[arin-ppml] Draft Policy ARIN-2019-18: LIR/ISP Re-Assignment to Non-Connected Networks

Owen DeLong owen at delong.com
Thu Oct 10 13:13:59 EDT 2019


> Second is the point that one of the business cases for leasing is for spamming. This is something to consider, but I would like for you to put yourself into the position of a Lessor. The Lessor knows  his blocks will lose value if they are blacklisted, so they take steps to mitigate this. For example, one notable lessor charges a $20 fee for every abuse complaint on a leased block. The Lessee pays the $20 fee and most of it is paid to the Lessor as compensation. This disincentivizes spamming on leased blocks. A Lessor who gets tricked into leasing to a spammer will find his block devalued significantly. He can get it delisted one, maybe twice if he can spin a good story.
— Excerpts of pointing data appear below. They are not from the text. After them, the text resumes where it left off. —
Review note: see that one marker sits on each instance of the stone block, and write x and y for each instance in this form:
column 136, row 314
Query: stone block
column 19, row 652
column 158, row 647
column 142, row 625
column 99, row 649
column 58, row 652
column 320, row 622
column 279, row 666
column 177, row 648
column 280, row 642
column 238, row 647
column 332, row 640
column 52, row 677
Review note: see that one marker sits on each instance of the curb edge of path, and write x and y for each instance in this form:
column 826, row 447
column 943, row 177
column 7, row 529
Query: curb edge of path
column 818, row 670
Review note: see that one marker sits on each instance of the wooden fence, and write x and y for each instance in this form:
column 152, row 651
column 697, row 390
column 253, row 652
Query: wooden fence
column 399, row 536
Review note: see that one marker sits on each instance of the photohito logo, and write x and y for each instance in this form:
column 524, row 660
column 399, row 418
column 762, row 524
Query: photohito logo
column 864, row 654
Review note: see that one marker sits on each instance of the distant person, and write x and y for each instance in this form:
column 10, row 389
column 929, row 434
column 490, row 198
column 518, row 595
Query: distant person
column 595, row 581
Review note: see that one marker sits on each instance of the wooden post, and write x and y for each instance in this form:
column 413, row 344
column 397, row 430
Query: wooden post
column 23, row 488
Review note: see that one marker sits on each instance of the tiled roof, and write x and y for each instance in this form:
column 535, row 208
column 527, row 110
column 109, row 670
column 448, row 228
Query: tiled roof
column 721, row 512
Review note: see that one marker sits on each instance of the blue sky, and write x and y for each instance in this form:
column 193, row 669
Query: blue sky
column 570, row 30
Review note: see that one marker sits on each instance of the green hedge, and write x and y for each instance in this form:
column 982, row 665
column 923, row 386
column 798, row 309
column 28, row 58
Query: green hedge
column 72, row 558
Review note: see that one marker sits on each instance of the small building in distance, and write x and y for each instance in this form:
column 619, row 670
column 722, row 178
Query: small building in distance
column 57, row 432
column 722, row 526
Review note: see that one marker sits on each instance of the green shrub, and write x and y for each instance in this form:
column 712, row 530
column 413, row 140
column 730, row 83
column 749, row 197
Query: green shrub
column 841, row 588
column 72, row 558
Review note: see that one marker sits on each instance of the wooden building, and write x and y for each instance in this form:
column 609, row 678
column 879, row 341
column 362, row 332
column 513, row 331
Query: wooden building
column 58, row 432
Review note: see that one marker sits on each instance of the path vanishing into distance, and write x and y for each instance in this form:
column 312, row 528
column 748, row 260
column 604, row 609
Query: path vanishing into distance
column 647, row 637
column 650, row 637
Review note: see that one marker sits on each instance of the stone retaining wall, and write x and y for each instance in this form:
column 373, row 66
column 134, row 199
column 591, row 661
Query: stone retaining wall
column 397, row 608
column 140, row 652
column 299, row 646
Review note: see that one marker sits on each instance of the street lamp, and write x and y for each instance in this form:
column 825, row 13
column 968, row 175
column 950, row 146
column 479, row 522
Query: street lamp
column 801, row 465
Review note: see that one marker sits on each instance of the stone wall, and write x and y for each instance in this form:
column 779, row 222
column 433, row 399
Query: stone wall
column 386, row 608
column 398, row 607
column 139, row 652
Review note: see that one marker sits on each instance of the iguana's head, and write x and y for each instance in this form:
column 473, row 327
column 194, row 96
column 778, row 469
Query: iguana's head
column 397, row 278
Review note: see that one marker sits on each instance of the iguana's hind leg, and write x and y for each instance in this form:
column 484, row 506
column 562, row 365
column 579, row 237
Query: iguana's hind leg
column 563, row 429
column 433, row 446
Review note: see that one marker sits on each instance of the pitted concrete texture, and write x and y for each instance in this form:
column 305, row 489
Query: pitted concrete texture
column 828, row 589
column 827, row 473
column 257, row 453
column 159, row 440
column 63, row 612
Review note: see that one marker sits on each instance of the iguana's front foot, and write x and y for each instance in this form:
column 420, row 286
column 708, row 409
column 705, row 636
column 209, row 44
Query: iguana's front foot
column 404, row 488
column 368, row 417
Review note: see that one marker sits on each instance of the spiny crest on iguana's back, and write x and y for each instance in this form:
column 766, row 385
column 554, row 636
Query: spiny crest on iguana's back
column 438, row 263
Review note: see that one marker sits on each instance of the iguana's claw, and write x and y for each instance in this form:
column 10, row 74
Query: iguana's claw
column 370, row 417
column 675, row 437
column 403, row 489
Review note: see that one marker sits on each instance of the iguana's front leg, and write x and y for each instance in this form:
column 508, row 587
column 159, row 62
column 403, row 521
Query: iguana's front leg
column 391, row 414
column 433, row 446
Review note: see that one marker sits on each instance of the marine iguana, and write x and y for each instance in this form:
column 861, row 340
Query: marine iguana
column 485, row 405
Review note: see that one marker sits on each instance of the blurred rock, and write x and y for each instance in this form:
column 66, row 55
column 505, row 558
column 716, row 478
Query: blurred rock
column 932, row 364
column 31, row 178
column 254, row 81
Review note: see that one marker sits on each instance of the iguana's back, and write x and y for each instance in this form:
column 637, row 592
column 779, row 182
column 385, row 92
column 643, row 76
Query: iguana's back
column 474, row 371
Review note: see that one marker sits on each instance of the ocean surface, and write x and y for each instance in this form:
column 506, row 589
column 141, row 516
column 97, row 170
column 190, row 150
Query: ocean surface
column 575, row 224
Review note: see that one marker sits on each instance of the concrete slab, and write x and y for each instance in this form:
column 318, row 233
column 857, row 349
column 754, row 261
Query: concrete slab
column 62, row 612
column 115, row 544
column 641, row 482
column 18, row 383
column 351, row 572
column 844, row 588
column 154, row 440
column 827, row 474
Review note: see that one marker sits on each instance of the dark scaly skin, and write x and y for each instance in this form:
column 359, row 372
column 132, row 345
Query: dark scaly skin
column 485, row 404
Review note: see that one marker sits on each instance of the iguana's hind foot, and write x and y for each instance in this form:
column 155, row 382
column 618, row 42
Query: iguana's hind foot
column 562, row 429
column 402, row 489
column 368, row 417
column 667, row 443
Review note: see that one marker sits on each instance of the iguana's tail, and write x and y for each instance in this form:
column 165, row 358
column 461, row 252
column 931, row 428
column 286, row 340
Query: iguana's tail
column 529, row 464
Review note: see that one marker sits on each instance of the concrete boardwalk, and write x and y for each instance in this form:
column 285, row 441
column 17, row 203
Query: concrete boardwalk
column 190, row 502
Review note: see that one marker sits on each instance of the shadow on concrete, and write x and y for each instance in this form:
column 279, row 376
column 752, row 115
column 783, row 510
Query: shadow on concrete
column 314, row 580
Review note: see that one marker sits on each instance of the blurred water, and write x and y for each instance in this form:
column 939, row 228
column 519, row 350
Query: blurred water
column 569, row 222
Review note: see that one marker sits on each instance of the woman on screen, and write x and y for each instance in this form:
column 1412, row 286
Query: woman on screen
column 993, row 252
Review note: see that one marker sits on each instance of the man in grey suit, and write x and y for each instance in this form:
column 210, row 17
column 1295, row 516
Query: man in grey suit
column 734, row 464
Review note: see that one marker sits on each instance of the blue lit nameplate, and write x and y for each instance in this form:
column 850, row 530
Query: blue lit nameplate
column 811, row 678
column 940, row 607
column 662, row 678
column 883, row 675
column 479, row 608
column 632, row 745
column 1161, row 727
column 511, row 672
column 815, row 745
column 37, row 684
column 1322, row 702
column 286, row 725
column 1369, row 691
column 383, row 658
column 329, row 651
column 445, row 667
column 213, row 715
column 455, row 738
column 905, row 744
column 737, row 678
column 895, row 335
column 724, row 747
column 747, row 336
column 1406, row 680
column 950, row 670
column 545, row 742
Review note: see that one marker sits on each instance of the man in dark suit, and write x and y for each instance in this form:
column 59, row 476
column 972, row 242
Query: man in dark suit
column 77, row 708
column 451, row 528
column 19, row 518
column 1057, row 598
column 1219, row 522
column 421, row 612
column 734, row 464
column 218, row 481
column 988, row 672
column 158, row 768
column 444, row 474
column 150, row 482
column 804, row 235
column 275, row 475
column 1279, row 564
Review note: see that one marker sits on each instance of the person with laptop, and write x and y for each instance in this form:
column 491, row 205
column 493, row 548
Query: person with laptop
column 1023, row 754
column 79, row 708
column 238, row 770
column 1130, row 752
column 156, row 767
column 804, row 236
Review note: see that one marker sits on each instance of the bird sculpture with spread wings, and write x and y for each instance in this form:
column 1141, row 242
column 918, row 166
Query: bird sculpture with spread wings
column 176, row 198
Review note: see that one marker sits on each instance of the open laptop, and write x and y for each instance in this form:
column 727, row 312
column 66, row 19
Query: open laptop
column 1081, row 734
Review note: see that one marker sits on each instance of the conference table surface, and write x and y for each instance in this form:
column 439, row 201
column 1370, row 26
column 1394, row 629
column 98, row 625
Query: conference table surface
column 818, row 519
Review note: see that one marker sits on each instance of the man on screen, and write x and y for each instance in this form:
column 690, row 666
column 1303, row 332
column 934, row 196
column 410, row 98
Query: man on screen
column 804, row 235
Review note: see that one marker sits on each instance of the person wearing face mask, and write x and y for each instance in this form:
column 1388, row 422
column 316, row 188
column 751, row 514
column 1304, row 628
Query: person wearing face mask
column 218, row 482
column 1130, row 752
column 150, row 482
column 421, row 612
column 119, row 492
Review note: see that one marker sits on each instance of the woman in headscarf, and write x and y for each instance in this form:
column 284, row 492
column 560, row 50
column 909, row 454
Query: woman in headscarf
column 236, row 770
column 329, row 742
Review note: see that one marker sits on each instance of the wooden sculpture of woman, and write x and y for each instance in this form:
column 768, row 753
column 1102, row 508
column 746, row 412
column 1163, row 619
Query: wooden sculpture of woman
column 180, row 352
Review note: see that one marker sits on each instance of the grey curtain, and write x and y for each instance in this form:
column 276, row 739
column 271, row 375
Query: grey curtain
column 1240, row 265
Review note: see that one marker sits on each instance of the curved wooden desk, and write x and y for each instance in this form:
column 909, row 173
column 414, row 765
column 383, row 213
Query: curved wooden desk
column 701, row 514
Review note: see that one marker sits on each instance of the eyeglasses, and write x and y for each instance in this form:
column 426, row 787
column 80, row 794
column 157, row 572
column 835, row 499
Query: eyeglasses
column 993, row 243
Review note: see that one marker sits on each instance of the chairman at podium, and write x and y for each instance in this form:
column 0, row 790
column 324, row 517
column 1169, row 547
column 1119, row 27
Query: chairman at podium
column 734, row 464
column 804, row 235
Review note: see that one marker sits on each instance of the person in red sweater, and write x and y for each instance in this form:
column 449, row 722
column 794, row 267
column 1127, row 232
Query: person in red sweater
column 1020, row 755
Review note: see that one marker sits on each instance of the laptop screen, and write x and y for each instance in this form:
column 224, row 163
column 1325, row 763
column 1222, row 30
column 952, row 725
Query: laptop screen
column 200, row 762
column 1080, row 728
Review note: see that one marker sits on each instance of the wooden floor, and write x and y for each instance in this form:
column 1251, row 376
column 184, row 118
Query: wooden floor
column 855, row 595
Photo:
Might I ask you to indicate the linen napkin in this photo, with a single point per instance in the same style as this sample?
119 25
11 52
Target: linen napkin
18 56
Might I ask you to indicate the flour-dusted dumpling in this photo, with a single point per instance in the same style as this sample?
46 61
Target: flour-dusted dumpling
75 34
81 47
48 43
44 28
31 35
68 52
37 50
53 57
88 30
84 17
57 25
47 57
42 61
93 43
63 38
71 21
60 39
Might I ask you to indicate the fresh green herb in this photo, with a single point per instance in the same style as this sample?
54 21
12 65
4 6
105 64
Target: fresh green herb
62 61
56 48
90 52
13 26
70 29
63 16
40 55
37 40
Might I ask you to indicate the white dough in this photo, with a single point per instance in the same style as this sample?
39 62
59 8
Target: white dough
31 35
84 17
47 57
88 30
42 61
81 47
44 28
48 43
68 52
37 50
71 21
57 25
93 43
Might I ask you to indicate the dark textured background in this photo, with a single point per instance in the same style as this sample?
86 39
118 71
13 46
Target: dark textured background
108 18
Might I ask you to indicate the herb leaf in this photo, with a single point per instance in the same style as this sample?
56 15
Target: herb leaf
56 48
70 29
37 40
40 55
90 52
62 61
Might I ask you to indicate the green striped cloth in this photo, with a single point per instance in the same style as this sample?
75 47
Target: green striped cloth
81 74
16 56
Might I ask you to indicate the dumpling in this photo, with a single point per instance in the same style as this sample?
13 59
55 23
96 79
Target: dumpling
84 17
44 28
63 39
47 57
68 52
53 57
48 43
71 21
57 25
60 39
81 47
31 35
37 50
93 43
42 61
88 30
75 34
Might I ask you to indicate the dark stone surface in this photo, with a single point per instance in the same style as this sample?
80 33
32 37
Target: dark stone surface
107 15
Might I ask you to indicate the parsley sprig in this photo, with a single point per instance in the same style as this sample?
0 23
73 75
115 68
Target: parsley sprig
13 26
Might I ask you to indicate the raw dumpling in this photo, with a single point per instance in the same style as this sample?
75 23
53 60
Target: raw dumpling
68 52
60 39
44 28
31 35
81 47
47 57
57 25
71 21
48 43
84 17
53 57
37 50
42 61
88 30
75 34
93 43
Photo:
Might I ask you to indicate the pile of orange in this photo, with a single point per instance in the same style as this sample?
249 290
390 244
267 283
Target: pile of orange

After that, no more for that owner. So the owners have penalties and usage terms built into the lease contract, or they get prepayment for many months in advance, or they lease large blocks which are not appealing to spammers. The point is this is a valid argument against changing policy to support leasing, but the problems are long-known and the market has applied corrections.  On the other hand, spammers like to hijack too, and having the ability to define a hijack as being non-compliant with a lease policy will enable ARIN to pressure the address holder for a policy violation if pressure from that side helps.

This assumes that the spammer in question will actually pay the fees. Ethical spammers — ROFLMAO.

Snowshoe spammers lease a block (or steal one), use it until it gets blacklisted, then move on to another one. That’s how they role.

By the time they get the bill for the abuse complaints, they’ve long since stopped using the block in question and they simply don’t pay.

These fees are only affective against lessees with generally good intent. The truly evil ones never pay them.